Tujuan dari penelitian ini adalah untuk mengetahui komoditas apa saja yang secara
signifikan mempengaruhi laju inflasi kota Padang dengan memanfaatkan data monitoring
pergerakan harga dari Biro Perekonomian Sumatera Barat. Setelah didapatkan komoditas yang
dimaksud selanjutnya akan dibentuk sebuah model regresi berganda yang dapat digunakan untuk
memperkirakan besarnya tingkat inflasi atau deflasi yang akan terjadi pada bulan yang
bersangkutan.
Jenis data yang digunakan dalam studi ini adalah data sekunder yang merupakan data harga
bulanan dari beberapa komoditas yang diperkirakan menjadi penyumbang inflasi di kota Padang
mulai periode 2003:1 sampai 2008:12. Komoditas yang dimaksud adalah beras, cabe merah, telur
ayam ras, gula pasir, tepung terigu, minyak goreng curah, ayam ras, daging sapi, minyak tanah,
emas dan semen. Untuk membangun model regresi berganda maka langkah awal yang
dilakukan adalah menentukan variable dependen dan independen yang akan digunakan.
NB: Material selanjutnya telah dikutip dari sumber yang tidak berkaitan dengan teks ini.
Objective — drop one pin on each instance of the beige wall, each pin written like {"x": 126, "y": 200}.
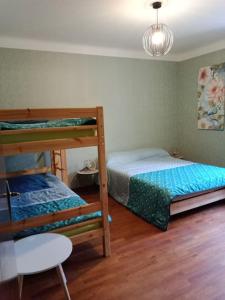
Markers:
{"x": 138, "y": 96}
{"x": 199, "y": 145}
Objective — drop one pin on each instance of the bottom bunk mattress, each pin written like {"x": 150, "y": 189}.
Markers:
{"x": 41, "y": 194}
{"x": 148, "y": 186}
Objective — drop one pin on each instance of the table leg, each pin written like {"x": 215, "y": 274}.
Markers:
{"x": 62, "y": 278}
{"x": 20, "y": 282}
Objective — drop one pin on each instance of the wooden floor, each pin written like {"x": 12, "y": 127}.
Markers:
{"x": 186, "y": 262}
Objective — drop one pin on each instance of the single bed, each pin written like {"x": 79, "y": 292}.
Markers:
{"x": 154, "y": 185}
{"x": 40, "y": 194}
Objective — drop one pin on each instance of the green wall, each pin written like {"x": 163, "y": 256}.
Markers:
{"x": 198, "y": 145}
{"x": 139, "y": 96}
{"x": 146, "y": 103}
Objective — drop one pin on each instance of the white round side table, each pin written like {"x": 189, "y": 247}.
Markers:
{"x": 41, "y": 252}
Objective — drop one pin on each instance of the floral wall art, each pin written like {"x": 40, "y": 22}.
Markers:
{"x": 211, "y": 97}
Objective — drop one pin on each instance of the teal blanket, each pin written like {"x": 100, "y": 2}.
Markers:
{"x": 46, "y": 124}
{"x": 150, "y": 194}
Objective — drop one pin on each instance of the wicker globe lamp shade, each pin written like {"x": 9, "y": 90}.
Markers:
{"x": 158, "y": 38}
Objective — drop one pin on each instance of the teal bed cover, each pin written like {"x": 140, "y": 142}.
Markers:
{"x": 46, "y": 124}
{"x": 150, "y": 194}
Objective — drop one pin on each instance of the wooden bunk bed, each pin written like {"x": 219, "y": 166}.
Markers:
{"x": 56, "y": 140}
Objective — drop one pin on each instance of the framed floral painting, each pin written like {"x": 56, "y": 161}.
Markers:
{"x": 211, "y": 97}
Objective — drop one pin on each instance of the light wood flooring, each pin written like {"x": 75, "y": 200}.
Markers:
{"x": 186, "y": 262}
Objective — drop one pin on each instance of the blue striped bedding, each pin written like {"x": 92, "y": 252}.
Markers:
{"x": 51, "y": 196}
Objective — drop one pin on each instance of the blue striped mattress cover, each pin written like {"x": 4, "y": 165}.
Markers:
{"x": 52, "y": 197}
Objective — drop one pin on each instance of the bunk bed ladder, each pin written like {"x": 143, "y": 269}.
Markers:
{"x": 103, "y": 182}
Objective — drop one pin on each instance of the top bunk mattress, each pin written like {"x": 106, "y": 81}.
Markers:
{"x": 41, "y": 194}
{"x": 31, "y": 132}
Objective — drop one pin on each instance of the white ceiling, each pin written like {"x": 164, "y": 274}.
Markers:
{"x": 111, "y": 27}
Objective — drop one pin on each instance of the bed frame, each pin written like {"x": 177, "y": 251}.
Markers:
{"x": 196, "y": 201}
{"x": 84, "y": 136}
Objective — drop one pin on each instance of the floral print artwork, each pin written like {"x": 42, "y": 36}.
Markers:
{"x": 211, "y": 97}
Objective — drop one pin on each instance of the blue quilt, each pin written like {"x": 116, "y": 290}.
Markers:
{"x": 150, "y": 194}
{"x": 51, "y": 197}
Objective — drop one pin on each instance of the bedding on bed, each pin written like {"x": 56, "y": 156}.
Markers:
{"x": 148, "y": 186}
{"x": 46, "y": 124}
{"x": 52, "y": 196}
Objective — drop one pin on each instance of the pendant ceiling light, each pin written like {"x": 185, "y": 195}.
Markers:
{"x": 158, "y": 38}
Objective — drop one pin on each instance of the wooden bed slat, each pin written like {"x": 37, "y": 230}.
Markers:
{"x": 46, "y": 113}
{"x": 78, "y": 225}
{"x": 194, "y": 202}
{"x": 41, "y": 146}
{"x": 49, "y": 218}
{"x": 86, "y": 236}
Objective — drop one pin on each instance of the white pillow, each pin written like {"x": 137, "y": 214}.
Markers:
{"x": 124, "y": 157}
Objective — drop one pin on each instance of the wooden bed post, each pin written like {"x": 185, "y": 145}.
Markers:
{"x": 103, "y": 182}
{"x": 59, "y": 164}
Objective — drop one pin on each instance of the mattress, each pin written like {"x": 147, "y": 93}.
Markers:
{"x": 37, "y": 136}
{"x": 41, "y": 194}
{"x": 148, "y": 185}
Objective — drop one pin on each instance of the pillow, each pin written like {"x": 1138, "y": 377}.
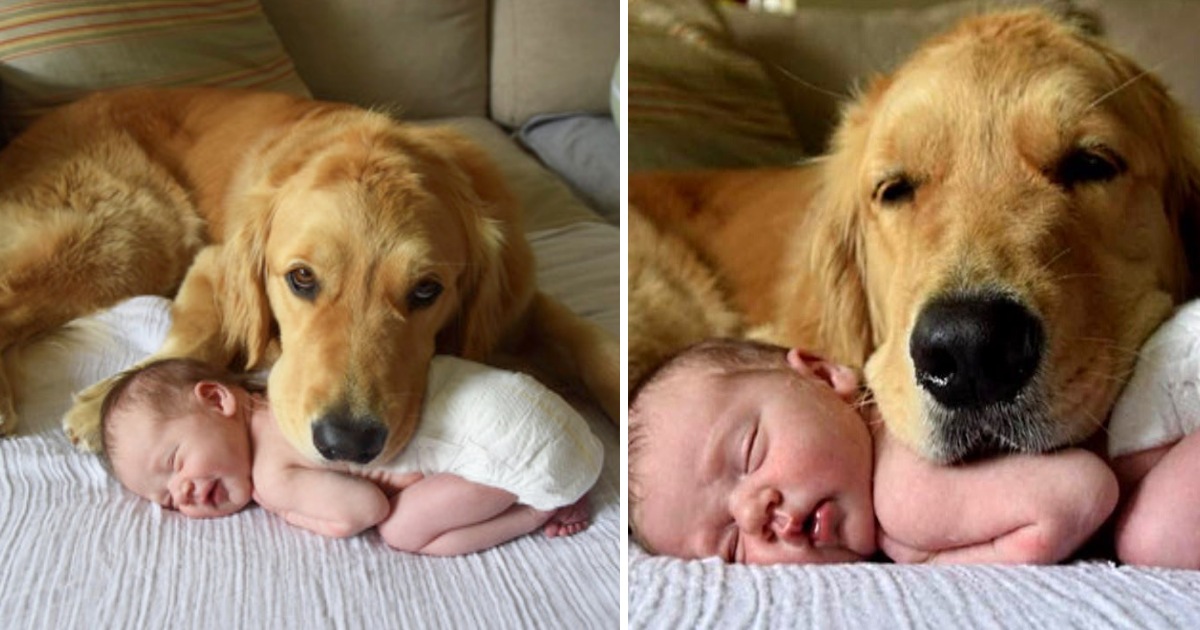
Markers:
{"x": 695, "y": 100}
{"x": 585, "y": 150}
{"x": 52, "y": 53}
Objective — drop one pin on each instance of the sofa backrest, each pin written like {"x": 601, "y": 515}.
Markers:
{"x": 505, "y": 59}
{"x": 424, "y": 59}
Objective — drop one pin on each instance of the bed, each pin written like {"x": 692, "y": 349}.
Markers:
{"x": 765, "y": 89}
{"x": 77, "y": 551}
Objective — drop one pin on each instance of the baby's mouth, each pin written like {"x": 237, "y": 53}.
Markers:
{"x": 823, "y": 523}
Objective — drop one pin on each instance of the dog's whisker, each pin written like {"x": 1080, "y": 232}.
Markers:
{"x": 1116, "y": 90}
{"x": 792, "y": 77}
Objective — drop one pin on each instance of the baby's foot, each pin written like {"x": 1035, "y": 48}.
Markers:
{"x": 569, "y": 520}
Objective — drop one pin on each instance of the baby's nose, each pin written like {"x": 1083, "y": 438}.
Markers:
{"x": 754, "y": 510}
{"x": 184, "y": 491}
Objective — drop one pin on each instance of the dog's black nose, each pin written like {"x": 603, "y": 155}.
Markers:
{"x": 342, "y": 437}
{"x": 976, "y": 351}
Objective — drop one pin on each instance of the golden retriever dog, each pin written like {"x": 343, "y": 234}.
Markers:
{"x": 997, "y": 227}
{"x": 335, "y": 245}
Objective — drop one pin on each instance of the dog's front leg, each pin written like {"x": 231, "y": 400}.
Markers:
{"x": 196, "y": 333}
{"x": 7, "y": 413}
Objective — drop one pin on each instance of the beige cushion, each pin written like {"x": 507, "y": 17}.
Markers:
{"x": 695, "y": 99}
{"x": 552, "y": 57}
{"x": 545, "y": 199}
{"x": 1162, "y": 36}
{"x": 821, "y": 53}
{"x": 52, "y": 53}
{"x": 423, "y": 58}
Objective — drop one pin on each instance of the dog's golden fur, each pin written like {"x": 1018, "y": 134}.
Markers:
{"x": 310, "y": 237}
{"x": 1013, "y": 156}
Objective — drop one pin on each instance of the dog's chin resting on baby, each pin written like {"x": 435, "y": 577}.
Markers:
{"x": 996, "y": 228}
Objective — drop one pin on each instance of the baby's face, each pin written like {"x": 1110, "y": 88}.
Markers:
{"x": 198, "y": 463}
{"x": 761, "y": 468}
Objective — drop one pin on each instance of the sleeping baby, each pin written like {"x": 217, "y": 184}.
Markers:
{"x": 496, "y": 456}
{"x": 762, "y": 455}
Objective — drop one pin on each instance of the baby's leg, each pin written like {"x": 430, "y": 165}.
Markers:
{"x": 448, "y": 515}
{"x": 1159, "y": 522}
{"x": 515, "y": 522}
{"x": 569, "y": 520}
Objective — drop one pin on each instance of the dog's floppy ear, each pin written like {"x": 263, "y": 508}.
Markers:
{"x": 1182, "y": 189}
{"x": 1176, "y": 136}
{"x": 835, "y": 292}
{"x": 245, "y": 309}
{"x": 498, "y": 283}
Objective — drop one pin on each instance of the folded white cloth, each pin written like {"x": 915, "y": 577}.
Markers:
{"x": 1162, "y": 401}
{"x": 505, "y": 430}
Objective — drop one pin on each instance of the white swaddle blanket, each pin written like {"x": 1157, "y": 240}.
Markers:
{"x": 1162, "y": 401}
{"x": 505, "y": 430}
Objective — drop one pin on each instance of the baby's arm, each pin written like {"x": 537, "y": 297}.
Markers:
{"x": 1158, "y": 522}
{"x": 447, "y": 515}
{"x": 335, "y": 503}
{"x": 1015, "y": 509}
{"x": 327, "y": 502}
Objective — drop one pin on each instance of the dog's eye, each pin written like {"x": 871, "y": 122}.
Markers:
{"x": 424, "y": 294}
{"x": 1084, "y": 166}
{"x": 303, "y": 282}
{"x": 895, "y": 191}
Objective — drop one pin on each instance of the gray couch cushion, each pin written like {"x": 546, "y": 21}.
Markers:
{"x": 552, "y": 57}
{"x": 427, "y": 59}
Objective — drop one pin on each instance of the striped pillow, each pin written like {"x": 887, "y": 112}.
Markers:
{"x": 53, "y": 52}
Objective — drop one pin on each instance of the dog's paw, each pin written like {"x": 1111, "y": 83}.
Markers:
{"x": 82, "y": 420}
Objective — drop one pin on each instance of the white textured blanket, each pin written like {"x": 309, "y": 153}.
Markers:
{"x": 77, "y": 551}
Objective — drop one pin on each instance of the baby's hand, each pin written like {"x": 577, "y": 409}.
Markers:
{"x": 388, "y": 481}
{"x": 901, "y": 553}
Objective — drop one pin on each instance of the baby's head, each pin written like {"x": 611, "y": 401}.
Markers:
{"x": 175, "y": 432}
{"x": 750, "y": 453}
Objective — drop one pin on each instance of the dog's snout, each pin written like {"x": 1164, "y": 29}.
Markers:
{"x": 976, "y": 351}
{"x": 343, "y": 437}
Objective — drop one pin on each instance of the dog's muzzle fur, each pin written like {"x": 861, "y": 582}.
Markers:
{"x": 977, "y": 359}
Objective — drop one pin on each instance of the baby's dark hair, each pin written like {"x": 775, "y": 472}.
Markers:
{"x": 725, "y": 357}
{"x": 165, "y": 385}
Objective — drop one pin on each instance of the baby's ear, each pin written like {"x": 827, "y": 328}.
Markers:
{"x": 843, "y": 379}
{"x": 216, "y": 396}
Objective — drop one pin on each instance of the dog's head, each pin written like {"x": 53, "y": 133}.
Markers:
{"x": 363, "y": 250}
{"x": 1014, "y": 202}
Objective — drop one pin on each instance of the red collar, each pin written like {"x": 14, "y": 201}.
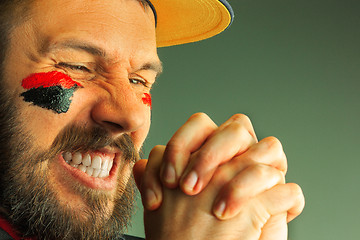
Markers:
{"x": 5, "y": 225}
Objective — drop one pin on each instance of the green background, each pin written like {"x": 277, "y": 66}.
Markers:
{"x": 293, "y": 66}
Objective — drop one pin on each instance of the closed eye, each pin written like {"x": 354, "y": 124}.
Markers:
{"x": 139, "y": 81}
{"x": 75, "y": 67}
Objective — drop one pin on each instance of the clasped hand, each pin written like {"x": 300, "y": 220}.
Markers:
{"x": 213, "y": 182}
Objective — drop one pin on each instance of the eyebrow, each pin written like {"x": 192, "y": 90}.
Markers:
{"x": 92, "y": 49}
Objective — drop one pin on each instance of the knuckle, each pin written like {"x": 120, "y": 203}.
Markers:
{"x": 240, "y": 117}
{"x": 221, "y": 177}
{"x": 175, "y": 148}
{"x": 275, "y": 146}
{"x": 274, "y": 143}
{"x": 258, "y": 171}
{"x": 205, "y": 157}
{"x": 157, "y": 149}
{"x": 199, "y": 116}
{"x": 296, "y": 191}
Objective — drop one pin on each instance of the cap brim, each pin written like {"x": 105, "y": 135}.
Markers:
{"x": 184, "y": 21}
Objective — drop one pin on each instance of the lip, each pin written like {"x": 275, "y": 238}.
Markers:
{"x": 108, "y": 183}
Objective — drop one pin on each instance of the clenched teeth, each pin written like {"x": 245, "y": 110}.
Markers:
{"x": 95, "y": 166}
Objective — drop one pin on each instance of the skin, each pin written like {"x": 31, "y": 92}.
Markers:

Dalam studi ini variable dependen adalah variable IHK kota Padang yang telah disetarakan
menggunakan tahun dasar 2007. Selanjutnya variable independen (11 komoditas) yang
diperkirakan dapat mempengaruhi pergerakan IHK dimasukkan secara bersama-sama
kedalam model.
*
Boediono, Seri Sinopsis Pengantar Ilmu Ekonomi No. 5: Ekonomi Moneter, BPFE
Yogyakarta, 1995.
2. Teori dan Studi Literatur
2.1. Teori Pembentukan Inflasi
Mengacu pada teori ekonomi Neo-Keynesian dalam Gordon (1997)† pendekatan
determinan inflasi Indonesia dapat dijelaskan melalui inflasi permintaan, inflasi
penawaran, dan ekspektasi inflasi. Pendekatan model pembentukan inflasi ini dikenal juga
dengan istilah Expectation-Augmented Phillips Curve. Inflasi permintaan direfleksikan
sebagai pergerakan sepanjang kurva Phillips sedangkan inflasi penawaran dan ekspektasi
inflasi direfleksikan sebagai pergeseran kurva Phillips sehingga mengubah trade-off antara
inflasi dan pertumbuhan ekonomi atau tingkat pengangguran‡.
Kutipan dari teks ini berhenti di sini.